1 These regulations were
amended in February 1998 to provide, inter alia, for review of environmental and
nuclear whistleblower complaints upon the filing of an appeal by a party aggrieved by an
Administrative Law Judge's decision. See 63 Fed. Reg. 6614 (Feb. 9, 1998). In this
case, the Administrative Law Judge issued a recommended decision and order on November 17,
1997; accordingly, this matter is before the Board pursuant to the pre-1998 automatic review
provision of the regulations. 29 C.F.R. §24.6(a) (1997).
2 CTI filed with the Board a
motion to strike Whitaker's Rebuttal Brief, arguing that the brief "impermissibly injects
arguments regarding the purported merits of [Whitaker's] underlying claim." Motion at
2. Whitaker opposed that motion, and CTI filed a rebuttal. It is unnecessary for us to rely on
Whitaker's Supplemental Statement of Facts, Rebuttal Brief at 2-3, or on the attachment to
Whitaker's Rebuttal Brief in reaching our decision, and we have not done so.
3 Although CTI is a named
respondent in this case, neither the Prehearing Order nor any other document was served on CTI
while this matter was pending before the ALJ. On March 4, 1998, after a briefing schedule had
been issued by the Board on review, CTI filed a motion for extension of time in which to file its
reply brief. CTI asserted that it had not been served with notice of Whitaker's request for a
hearing or with any documents while the case was pending before the ALJ, including the R. O.
D. The Board granted CTI's request, and CTI subsequently submitted its brief. In light of our
disposition of this matter we need not decide whether CTI was harmed by the failure of the
parties and the ALJ to see that CTI was served properly.
4 Our authority to review
summary judgment recommendations de novo comes not only from the Administrative
Procedure Act, but also from the nature of summary judgment itself, which goes only to the
questions (1) whether the correct legal standard has been applied, and (2) whether the factual
allegations are sufficiently specific and uncontroverted, i.e. that no material issues of
fact are disputed. Because the analysis on summary judgment is only about whether triable
claims have been presented, the special functions and contributions of the presiding judge are
not brought into play.
5 Whitaker had worked for ASIS
since 1991 in various positions. It is not clear from the record when he became the General
Manager at the Alyeska Marine Terminal, but Alyeska asserts in its Opposition Brief filed with
the Board that Whitaker served in that position beginning in July 1996. Brief at 3. Whitaker
was holding that position when the facts relevant to this case occurred.

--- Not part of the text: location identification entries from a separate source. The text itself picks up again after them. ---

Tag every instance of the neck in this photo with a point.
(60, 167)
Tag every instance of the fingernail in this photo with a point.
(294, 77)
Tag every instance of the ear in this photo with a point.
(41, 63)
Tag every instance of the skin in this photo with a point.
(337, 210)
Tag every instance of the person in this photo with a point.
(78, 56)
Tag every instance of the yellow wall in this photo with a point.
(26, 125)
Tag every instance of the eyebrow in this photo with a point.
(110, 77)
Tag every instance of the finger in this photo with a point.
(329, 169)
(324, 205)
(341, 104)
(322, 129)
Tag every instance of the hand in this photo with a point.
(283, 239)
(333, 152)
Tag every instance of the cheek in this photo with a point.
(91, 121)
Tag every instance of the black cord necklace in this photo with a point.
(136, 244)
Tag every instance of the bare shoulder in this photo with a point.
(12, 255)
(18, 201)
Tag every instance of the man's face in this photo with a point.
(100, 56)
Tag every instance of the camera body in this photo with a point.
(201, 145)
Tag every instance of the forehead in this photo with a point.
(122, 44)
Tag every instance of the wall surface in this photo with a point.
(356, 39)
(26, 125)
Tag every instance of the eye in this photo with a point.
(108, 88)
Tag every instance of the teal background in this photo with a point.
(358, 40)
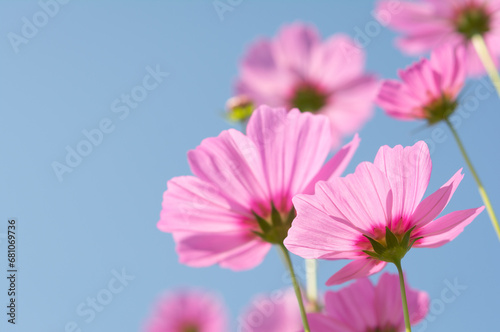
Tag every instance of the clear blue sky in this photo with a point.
(66, 78)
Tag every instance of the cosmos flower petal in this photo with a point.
(324, 238)
(408, 171)
(446, 228)
(191, 204)
(278, 311)
(435, 203)
(298, 70)
(322, 323)
(362, 306)
(283, 140)
(426, 25)
(231, 163)
(336, 165)
(358, 268)
(294, 46)
(206, 249)
(345, 305)
(350, 110)
(188, 308)
(338, 60)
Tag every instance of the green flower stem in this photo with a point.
(296, 287)
(312, 283)
(403, 296)
(482, 191)
(485, 56)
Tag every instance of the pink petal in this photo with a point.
(337, 61)
(278, 311)
(322, 323)
(351, 104)
(231, 163)
(446, 228)
(336, 165)
(188, 307)
(358, 268)
(396, 102)
(283, 140)
(234, 250)
(362, 200)
(353, 305)
(408, 171)
(450, 63)
(294, 46)
(435, 203)
(314, 234)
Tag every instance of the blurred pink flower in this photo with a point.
(188, 311)
(361, 306)
(297, 70)
(335, 222)
(278, 311)
(428, 89)
(427, 24)
(216, 214)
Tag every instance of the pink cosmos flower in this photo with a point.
(361, 306)
(428, 89)
(427, 24)
(379, 206)
(239, 200)
(297, 70)
(278, 311)
(188, 311)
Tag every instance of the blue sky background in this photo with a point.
(102, 216)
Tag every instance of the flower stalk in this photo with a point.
(482, 190)
(296, 287)
(403, 295)
(488, 63)
(312, 283)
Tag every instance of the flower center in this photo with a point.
(391, 247)
(308, 98)
(190, 328)
(440, 109)
(471, 20)
(383, 329)
(274, 229)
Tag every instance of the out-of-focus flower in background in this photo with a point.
(190, 310)
(428, 88)
(427, 24)
(297, 69)
(362, 306)
(277, 311)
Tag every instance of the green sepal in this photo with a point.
(377, 247)
(372, 254)
(406, 237)
(275, 216)
(390, 238)
(240, 113)
(264, 225)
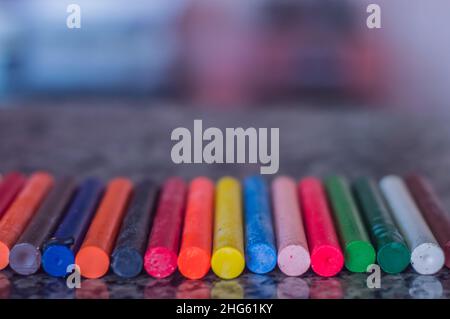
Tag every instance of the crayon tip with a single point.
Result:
(160, 262)
(194, 262)
(393, 257)
(227, 262)
(327, 261)
(294, 260)
(56, 259)
(4, 255)
(25, 259)
(261, 258)
(359, 255)
(93, 262)
(126, 262)
(427, 258)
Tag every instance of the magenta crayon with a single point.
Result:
(160, 259)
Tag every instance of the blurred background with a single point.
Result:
(227, 54)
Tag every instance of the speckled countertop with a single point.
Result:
(135, 141)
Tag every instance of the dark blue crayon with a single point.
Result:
(128, 255)
(59, 251)
(261, 254)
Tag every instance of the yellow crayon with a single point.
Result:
(228, 259)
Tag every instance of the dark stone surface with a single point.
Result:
(135, 142)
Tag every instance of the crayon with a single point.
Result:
(20, 212)
(358, 251)
(426, 256)
(160, 259)
(327, 258)
(128, 255)
(293, 253)
(59, 251)
(260, 251)
(194, 260)
(93, 256)
(10, 186)
(437, 217)
(25, 256)
(393, 254)
(228, 260)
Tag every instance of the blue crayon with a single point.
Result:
(59, 251)
(260, 251)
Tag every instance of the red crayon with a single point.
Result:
(10, 186)
(160, 259)
(327, 258)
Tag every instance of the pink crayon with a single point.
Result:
(293, 254)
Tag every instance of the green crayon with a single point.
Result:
(358, 251)
(393, 254)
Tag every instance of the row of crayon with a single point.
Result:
(57, 224)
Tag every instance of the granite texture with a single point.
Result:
(135, 142)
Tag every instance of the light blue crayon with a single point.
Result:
(260, 251)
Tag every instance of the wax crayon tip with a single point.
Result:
(93, 262)
(160, 262)
(126, 262)
(294, 260)
(359, 255)
(327, 260)
(4, 255)
(261, 258)
(227, 262)
(194, 262)
(25, 259)
(56, 259)
(393, 257)
(427, 258)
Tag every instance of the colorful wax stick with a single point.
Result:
(437, 217)
(358, 251)
(21, 211)
(10, 186)
(128, 255)
(25, 256)
(426, 255)
(160, 259)
(194, 260)
(228, 260)
(393, 254)
(260, 251)
(327, 258)
(93, 256)
(293, 253)
(59, 251)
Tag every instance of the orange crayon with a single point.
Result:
(194, 259)
(20, 212)
(93, 256)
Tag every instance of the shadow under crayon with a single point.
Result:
(193, 289)
(92, 289)
(426, 287)
(227, 289)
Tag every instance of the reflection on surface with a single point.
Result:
(5, 286)
(193, 289)
(227, 289)
(159, 288)
(259, 286)
(293, 288)
(252, 286)
(56, 288)
(426, 287)
(326, 288)
(92, 289)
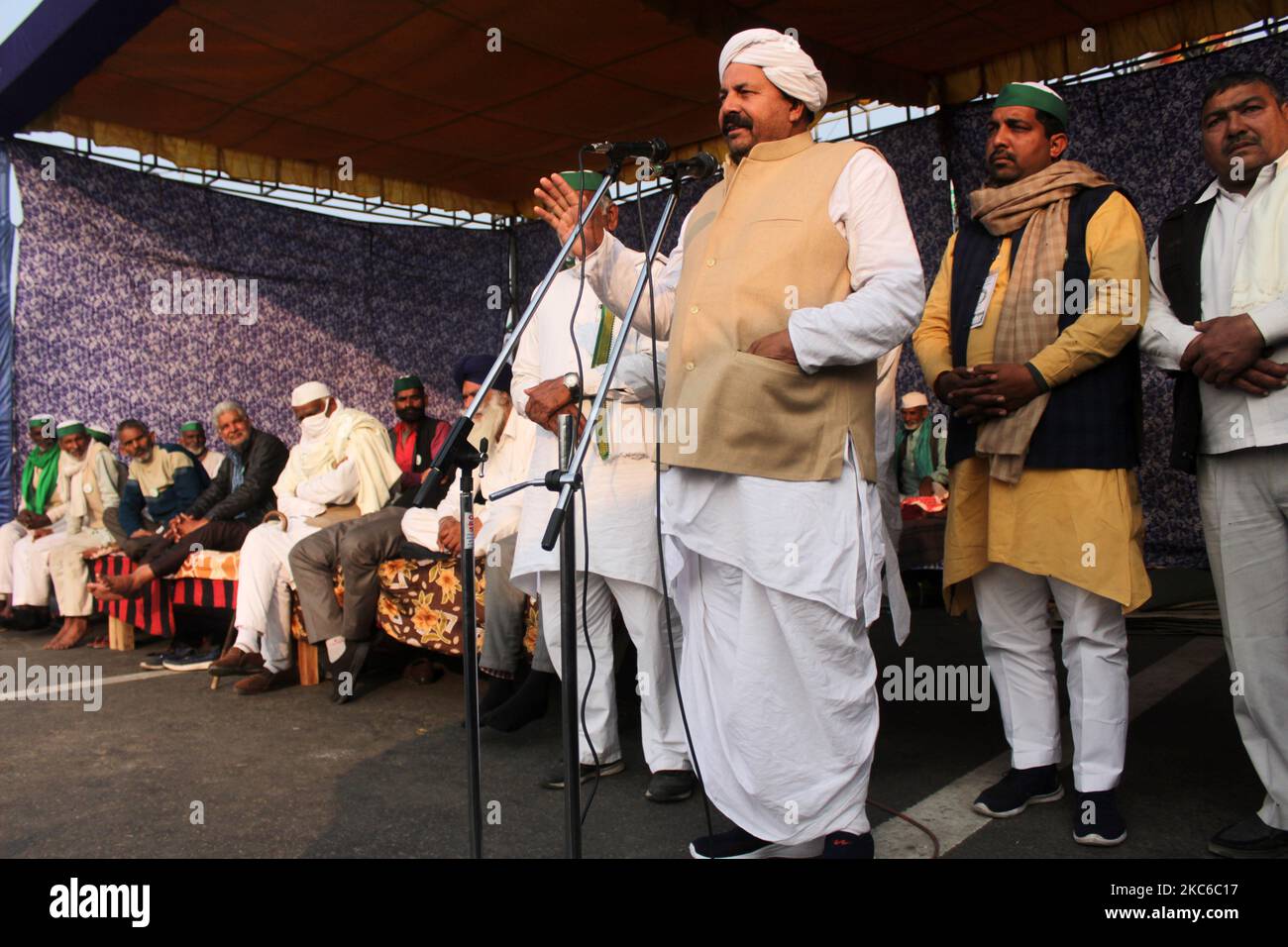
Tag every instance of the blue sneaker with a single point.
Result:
(192, 661)
(156, 660)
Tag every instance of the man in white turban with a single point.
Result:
(771, 513)
(342, 468)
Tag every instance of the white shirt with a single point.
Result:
(819, 540)
(211, 463)
(506, 464)
(621, 514)
(1263, 420)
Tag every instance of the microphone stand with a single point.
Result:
(566, 480)
(458, 450)
(562, 527)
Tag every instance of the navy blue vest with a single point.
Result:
(1180, 254)
(1090, 421)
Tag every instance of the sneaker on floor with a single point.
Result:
(265, 682)
(156, 660)
(1096, 819)
(555, 777)
(849, 845)
(670, 787)
(1018, 789)
(192, 661)
(1249, 839)
(739, 844)
(236, 661)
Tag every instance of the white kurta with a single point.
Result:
(211, 463)
(621, 514)
(810, 553)
(619, 527)
(265, 579)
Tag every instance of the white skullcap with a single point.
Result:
(309, 390)
(786, 64)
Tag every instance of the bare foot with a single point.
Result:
(107, 589)
(71, 635)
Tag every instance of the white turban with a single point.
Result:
(308, 392)
(786, 64)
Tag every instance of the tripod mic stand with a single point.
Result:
(456, 450)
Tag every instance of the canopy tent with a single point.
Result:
(462, 106)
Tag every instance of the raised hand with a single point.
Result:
(561, 206)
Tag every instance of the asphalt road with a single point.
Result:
(290, 775)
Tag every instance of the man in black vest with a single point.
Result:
(416, 437)
(1219, 322)
(1029, 338)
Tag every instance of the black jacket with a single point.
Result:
(265, 457)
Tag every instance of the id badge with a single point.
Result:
(986, 296)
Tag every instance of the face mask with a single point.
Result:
(487, 423)
(314, 427)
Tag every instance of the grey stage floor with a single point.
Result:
(288, 775)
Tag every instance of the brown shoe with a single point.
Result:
(265, 681)
(236, 661)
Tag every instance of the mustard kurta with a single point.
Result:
(1082, 526)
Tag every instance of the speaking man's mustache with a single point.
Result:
(734, 120)
(1240, 141)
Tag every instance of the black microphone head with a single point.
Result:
(703, 165)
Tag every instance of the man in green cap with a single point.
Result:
(416, 437)
(40, 508)
(192, 438)
(1044, 394)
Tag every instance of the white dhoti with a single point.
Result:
(777, 582)
(71, 573)
(9, 535)
(782, 703)
(31, 566)
(644, 615)
(1243, 499)
(1017, 634)
(265, 579)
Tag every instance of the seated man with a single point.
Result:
(227, 510)
(162, 482)
(88, 476)
(342, 470)
(192, 437)
(40, 508)
(416, 437)
(360, 545)
(919, 454)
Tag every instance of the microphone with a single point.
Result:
(700, 165)
(655, 150)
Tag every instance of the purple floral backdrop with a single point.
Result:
(348, 303)
(355, 304)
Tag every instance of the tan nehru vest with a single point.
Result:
(759, 245)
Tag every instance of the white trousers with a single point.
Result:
(782, 703)
(71, 573)
(1013, 609)
(1243, 500)
(265, 579)
(644, 615)
(31, 566)
(9, 535)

6 The ALJ originally ordered the
parties to file memoranda on timeliness within 15 days of his June 24, 1997 order. Alyeska filed
its memorandum on July 17,1997, along with a motion for leave to file late. On August 18,
1997, Whitaker filed a motion to file his memorandum late together with his memorandum,
stating that Alyeska's counsel did not oppose the late filing.
7 In McGough, the
Secretary remanded for a hearing on timeliness because it was not clear from the record when
facts sufficient to put a reasonable person on notice became apparent.